In general, the predicted reduction in expenditures that would occur in the absence of a condition, expressed as a fraction of total expenditures (AF), is not a share of total expenditures associated with each condition. When the presence of one condition affects spending associated with other conditions, condition-specific AFs include expenditures associated with the joint occurrence of that condition and other conditions. If these AFs are summed, a portion of the expenditures associated with the joint occurrence of conditions will be double-counted, and the sum will not give the appropriate combined share of expenditures attributable to the set of conditions.

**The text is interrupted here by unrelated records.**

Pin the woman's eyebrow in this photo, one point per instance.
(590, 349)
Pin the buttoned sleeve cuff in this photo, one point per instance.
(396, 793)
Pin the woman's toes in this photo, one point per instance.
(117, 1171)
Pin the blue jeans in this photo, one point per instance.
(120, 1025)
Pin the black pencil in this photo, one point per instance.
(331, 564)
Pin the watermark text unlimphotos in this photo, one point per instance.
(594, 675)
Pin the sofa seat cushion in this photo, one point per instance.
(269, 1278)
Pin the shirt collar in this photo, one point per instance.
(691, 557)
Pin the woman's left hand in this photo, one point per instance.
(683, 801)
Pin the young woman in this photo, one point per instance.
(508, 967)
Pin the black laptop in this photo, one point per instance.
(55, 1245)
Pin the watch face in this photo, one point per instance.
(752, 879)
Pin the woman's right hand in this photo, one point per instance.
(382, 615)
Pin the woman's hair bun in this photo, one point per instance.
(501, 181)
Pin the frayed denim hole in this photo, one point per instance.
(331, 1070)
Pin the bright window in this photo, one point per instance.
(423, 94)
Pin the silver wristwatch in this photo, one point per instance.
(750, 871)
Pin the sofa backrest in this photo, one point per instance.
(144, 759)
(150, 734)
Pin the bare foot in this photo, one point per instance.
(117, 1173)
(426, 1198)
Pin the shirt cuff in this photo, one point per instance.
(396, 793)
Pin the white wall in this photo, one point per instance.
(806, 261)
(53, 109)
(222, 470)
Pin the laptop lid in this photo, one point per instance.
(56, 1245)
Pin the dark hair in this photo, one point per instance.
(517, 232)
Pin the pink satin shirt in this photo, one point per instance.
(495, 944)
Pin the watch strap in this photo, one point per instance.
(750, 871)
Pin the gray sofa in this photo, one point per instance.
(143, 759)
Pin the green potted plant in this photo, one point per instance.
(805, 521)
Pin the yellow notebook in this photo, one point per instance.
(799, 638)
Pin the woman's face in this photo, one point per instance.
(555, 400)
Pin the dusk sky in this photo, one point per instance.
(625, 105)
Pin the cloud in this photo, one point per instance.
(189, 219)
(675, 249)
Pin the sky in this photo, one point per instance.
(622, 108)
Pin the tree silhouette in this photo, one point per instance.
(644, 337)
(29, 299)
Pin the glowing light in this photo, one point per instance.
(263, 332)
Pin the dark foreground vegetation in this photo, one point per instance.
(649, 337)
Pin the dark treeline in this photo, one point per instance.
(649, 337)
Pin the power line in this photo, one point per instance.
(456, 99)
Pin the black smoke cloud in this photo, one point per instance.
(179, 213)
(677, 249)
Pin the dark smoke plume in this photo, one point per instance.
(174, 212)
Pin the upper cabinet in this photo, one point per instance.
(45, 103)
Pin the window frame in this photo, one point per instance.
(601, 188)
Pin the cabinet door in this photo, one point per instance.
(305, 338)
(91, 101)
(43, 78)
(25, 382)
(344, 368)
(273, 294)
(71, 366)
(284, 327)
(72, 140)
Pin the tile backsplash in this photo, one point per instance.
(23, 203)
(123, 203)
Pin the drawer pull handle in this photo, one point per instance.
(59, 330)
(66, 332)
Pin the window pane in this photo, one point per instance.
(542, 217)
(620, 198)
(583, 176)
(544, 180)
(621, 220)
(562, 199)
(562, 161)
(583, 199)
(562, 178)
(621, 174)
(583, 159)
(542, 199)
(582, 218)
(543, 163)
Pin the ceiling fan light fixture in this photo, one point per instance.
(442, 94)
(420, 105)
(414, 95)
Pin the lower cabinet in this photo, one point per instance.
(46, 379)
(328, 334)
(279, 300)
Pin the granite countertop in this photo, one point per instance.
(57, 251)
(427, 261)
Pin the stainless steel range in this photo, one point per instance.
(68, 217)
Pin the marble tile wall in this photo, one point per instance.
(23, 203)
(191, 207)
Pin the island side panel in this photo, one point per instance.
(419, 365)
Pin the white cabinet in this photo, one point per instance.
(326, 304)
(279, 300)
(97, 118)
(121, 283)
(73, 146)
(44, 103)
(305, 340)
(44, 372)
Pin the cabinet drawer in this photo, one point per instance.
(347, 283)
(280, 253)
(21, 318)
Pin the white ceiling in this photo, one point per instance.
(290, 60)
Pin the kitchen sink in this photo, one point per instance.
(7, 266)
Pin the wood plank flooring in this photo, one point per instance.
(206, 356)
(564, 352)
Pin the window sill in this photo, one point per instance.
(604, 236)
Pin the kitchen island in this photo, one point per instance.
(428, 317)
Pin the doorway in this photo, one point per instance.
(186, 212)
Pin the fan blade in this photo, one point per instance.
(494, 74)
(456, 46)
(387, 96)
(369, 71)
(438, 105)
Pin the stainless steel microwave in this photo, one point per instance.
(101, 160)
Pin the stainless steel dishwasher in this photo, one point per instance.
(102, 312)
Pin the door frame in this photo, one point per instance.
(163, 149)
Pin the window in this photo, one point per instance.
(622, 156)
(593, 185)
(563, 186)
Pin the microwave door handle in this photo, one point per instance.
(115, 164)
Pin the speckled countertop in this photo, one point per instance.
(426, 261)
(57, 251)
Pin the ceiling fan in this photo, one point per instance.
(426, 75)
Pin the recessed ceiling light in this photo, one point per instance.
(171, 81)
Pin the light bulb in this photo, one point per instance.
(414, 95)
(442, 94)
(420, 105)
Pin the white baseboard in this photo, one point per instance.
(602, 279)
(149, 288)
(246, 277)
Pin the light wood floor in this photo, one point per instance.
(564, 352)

Commonly used models in health economics imply these types of nonconstant marginal effects, including OLS on log expenditures, nonlinear least squares, and GLM. Therefore, researchers must be careful when interpreting AFs, especially with multiple conditions of interest. AFs indicate the extent to which medical expenditures would be lower in the absence of particular conditions, all else constant.
For researchers interested in dividing existing expenditures into mutually exclusive categories of conditions, we recommend reporting the upper and lower bounds for the AF for each condition described above as well as our complete cross-classification weighting scheme. The bounds are more accurate but less precise; in contrast, the cross-classification method is more precise and allows interpretation of AFs as shares of total expenditures that can be summed to get the total impact of the set of conditions, but relies on additional assumptions.
One limitation of our weighting scheme is that it does not rely on clinical theory to estimate condition-specific expenditures. If condition 1 is only expensive in conjunction with condition 2 but alone is relatively cheap to treat compared with condition 2, our weighting scheme would incorrectly assign most of the expenditures associated with the joint conditions to condition 2. In many applications clinical theory for causal relationships may not be available; in these cases our weighting scheme provides a reasonable alternative. When theory is available, complete cross-classification could be combined with alternative weighting schemes that incorporate clinically meaningful relationships among conditions.
Future research should explore the extent to which the bounds can be improved. It can also build on the intuition underlying the proposed strategies to deal with double counting in other measures of burden (e.g., morbidity, mortality, or productivity) and provide better estimates of the relative burden of conditions.